Thinking more about this, why is llvm-nm insufficient for printing out the functions/data symbols? That should be able to process bitcode files.

@mehdi_amini that should already work. The tool right now doesn't do anything format specific.

Well strings in bitcode are usually compressed (on 7 bits as much as possible for instance).

Thinking more about this, why is llvm-nm insufficient for printing out the functions/data symbols? That should be able to process bitcode files.

Yes llvm-nm handles already functions and globals.

Ah, that is certainly a missing function. There is the -e or --encoding parameter that we should implement.

  • s: single 7-bit characters (ISO 8859)
  • S: single 8-bit characters
  • b: 16-bit big endian
  • l: 16-bit little endian
  • B: 32-bit big endian
  • L: 32-bit little endian

Should I try to implement this option ?

Sure, I dont think that I am likely to get to that right away, so if you have the time to implement it, patches would be welcome :-).

Bitcode format allows characters to be 6-bit encoded, inside of abbreviated records. To extract them I need to (at least partially) parse bitcode file. So are you ok with adding some bitcode parsing functions here?

No, the file should be treated opaquely. You shouldn't need anything specific to bitcode here, only character encodings.

I'm fine with whatever solution as long as we get the "same" results as with an object file.

This is the 6-bit character array: "abcdefghijklmnopqrstuvwxyzABCDEFGHIJKLMNOPQRSTUVWXYZ0123456789._" used for encoding characters in abbreviated records. So for example 'b' is encoded as 1. If the file is treated opaquely, ie. read 6 by 6 bits (without finding abbreviated record headers) everything will be character. Additionally, the actual chars won't be recognized if string doesn't start at offset divisible by 6.

Do you have any feedback on this ?

As previously mentioned, if this absolutely requires that the file not be treated opaquely, then we should be putting this functionality into another tool. Perhaps llvm-bc would be a good home for this.

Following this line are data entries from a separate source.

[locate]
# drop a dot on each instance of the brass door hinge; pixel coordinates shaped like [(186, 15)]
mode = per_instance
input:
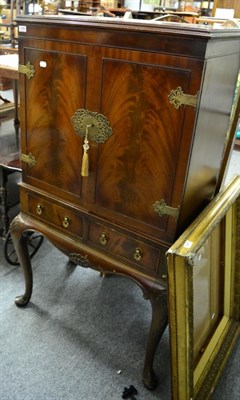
[(177, 98), (27, 69), (162, 209), (29, 159)]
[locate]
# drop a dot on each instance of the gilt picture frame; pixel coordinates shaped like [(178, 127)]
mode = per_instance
[(204, 296)]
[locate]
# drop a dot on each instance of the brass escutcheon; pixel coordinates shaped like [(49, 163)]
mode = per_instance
[(99, 129), (27, 69), (29, 159), (161, 208), (178, 98), (39, 209), (103, 238), (138, 254), (66, 222)]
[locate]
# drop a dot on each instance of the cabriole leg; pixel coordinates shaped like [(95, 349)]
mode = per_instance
[(158, 325), (20, 240)]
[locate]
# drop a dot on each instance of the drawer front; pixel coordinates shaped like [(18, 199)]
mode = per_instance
[(131, 250), (56, 215)]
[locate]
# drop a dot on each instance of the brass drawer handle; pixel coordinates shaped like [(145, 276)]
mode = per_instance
[(138, 254), (103, 238), (39, 209), (66, 222)]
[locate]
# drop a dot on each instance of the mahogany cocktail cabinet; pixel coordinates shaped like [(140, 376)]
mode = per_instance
[(124, 138)]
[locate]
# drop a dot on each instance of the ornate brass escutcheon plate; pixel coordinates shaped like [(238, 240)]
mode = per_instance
[(98, 126)]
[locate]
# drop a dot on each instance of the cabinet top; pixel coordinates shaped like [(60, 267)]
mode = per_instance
[(149, 26), (182, 39)]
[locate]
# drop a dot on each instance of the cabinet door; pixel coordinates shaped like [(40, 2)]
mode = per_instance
[(145, 159), (51, 97)]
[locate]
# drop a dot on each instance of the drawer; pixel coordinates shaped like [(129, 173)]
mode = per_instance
[(55, 214), (131, 250)]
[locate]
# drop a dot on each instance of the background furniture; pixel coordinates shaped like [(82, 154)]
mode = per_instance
[(119, 125)]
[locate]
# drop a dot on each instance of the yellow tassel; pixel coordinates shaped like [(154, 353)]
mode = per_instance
[(85, 164), (85, 161)]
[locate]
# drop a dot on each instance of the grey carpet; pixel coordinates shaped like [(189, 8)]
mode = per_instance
[(77, 333)]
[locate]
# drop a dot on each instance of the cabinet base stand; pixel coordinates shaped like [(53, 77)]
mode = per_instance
[(152, 289)]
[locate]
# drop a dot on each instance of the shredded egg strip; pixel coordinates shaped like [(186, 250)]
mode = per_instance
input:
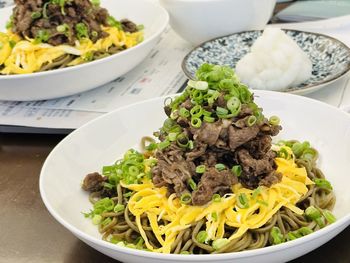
[(25, 56), (263, 204)]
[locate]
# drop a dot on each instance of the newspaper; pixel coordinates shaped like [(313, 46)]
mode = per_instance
[(159, 74)]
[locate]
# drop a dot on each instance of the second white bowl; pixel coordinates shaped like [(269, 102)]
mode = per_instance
[(201, 20), (71, 80)]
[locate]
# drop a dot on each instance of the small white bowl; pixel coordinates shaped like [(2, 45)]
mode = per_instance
[(71, 80), (106, 139), (200, 20)]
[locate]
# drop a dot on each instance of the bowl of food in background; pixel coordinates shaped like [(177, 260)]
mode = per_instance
[(200, 20), (54, 49)]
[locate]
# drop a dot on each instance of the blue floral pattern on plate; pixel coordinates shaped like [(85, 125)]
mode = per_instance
[(330, 57)]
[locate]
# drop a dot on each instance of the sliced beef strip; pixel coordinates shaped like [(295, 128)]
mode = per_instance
[(212, 182), (198, 151), (75, 11), (253, 166), (259, 146), (238, 136)]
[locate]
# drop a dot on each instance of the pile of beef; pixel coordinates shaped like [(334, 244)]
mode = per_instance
[(226, 141), (49, 15)]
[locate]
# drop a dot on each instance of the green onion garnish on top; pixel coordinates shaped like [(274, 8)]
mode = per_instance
[(200, 169), (220, 167), (202, 236), (274, 120), (186, 198), (219, 243), (242, 201), (236, 170)]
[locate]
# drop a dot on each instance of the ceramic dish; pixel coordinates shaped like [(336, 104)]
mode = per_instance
[(71, 80), (99, 143), (330, 57)]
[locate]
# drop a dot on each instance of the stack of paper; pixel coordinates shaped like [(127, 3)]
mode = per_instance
[(314, 10)]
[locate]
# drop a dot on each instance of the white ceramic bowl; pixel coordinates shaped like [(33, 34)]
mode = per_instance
[(105, 140), (68, 81), (200, 20)]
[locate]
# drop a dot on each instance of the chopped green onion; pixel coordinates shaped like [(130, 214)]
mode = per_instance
[(206, 113), (82, 30), (221, 111), (182, 140), (45, 9), (119, 208), (242, 201), (251, 121), (256, 192), (35, 15), (42, 36), (291, 236), (274, 120), (62, 28), (309, 154), (12, 43), (298, 148), (214, 215), (108, 185), (329, 216), (202, 236), (163, 145), (312, 213), (95, 2), (140, 27), (208, 119), (237, 170), (220, 167), (199, 85), (192, 184), (196, 122), (196, 111), (200, 169), (183, 112), (96, 220), (186, 198), (276, 235), (219, 243), (216, 198), (323, 183), (234, 105), (152, 146), (172, 136)]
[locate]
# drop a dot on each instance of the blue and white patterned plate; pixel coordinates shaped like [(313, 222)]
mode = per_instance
[(330, 57)]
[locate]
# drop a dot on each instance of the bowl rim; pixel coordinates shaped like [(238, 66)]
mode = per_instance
[(162, 13), (344, 221), (295, 90)]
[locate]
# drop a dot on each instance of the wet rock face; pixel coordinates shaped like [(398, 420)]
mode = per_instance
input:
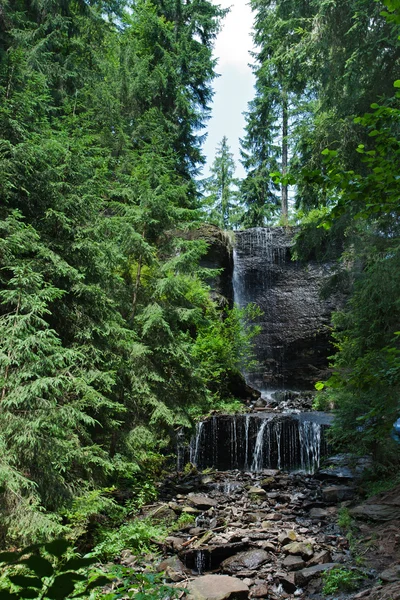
[(252, 545), (255, 442), (293, 345), (218, 256)]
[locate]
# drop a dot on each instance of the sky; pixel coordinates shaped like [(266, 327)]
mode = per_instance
[(234, 88)]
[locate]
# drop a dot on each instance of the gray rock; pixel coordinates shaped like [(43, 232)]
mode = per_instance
[(174, 568), (337, 493), (202, 502), (303, 549), (293, 563), (259, 591), (251, 559), (295, 317), (288, 582), (376, 512), (321, 558), (217, 587), (319, 513), (391, 574), (302, 577), (287, 537), (257, 491)]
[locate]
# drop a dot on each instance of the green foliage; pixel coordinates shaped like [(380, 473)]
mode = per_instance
[(184, 520), (344, 519), (221, 200), (145, 586), (138, 535), (341, 580), (47, 571), (101, 294), (224, 347)]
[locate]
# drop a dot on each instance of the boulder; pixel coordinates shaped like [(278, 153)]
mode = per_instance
[(287, 537), (376, 512), (251, 559), (217, 587), (202, 502), (303, 549), (302, 577), (257, 491), (293, 563), (287, 581), (321, 558), (380, 592), (174, 569), (391, 574), (319, 513), (259, 591), (337, 493)]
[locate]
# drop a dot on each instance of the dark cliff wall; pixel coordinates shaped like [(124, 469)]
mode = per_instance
[(219, 256), (294, 343)]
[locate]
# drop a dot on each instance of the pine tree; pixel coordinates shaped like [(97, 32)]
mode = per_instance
[(221, 197)]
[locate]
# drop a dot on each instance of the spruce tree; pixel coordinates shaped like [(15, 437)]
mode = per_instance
[(220, 189)]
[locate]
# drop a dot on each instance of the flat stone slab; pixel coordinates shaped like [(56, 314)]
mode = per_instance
[(303, 577), (251, 559), (217, 587), (200, 501), (305, 550), (293, 563), (391, 574), (376, 512)]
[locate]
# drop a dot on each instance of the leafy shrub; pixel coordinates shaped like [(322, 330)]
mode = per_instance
[(138, 536), (47, 571), (341, 580), (140, 586), (184, 520)]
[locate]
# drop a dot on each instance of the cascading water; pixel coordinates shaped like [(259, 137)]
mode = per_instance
[(293, 345), (255, 442), (291, 350)]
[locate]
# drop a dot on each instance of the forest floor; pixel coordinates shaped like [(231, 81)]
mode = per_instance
[(276, 535)]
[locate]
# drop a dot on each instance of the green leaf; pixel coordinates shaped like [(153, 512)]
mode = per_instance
[(98, 582), (28, 593), (40, 566), (57, 547), (78, 563), (9, 557), (6, 595), (63, 585), (24, 581)]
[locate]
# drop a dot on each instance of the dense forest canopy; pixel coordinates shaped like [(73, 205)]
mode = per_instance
[(109, 338)]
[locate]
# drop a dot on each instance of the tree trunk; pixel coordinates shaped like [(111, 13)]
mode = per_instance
[(285, 152)]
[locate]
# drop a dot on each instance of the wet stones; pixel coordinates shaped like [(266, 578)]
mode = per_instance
[(301, 578), (202, 502), (245, 560), (303, 549), (217, 587)]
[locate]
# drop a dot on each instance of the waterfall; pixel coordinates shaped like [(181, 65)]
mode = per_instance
[(195, 443), (259, 449), (283, 441), (246, 441), (293, 336), (310, 444)]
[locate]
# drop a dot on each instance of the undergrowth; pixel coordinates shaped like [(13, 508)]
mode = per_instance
[(138, 535), (341, 580)]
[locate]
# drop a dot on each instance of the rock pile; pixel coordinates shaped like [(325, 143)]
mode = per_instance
[(265, 535)]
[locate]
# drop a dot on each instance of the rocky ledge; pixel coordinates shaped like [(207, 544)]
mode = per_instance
[(266, 535)]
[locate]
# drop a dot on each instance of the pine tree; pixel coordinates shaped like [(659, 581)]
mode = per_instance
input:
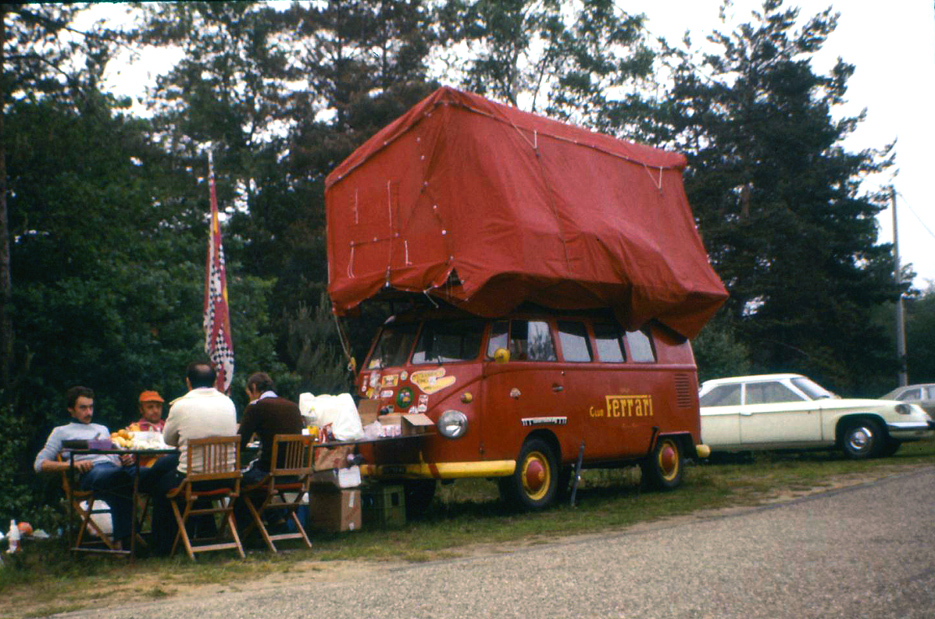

I'd really rather LLVM-strings be kept simple and treat all input as opaque.

As previously mentioned, if this absolutely requires that the file not be treated opaquely, then we should be putting this functionality into another tool. Perhaps llvm-bc would be a good home for this. I'd really rather LLVM-strings be kept simple and treat all input as opaque.

I don't understand this. The llvm tools that replaces binutils (and cie) all have extra treatment for bitcode files. This is a key point of supplying our replacement tools IMO.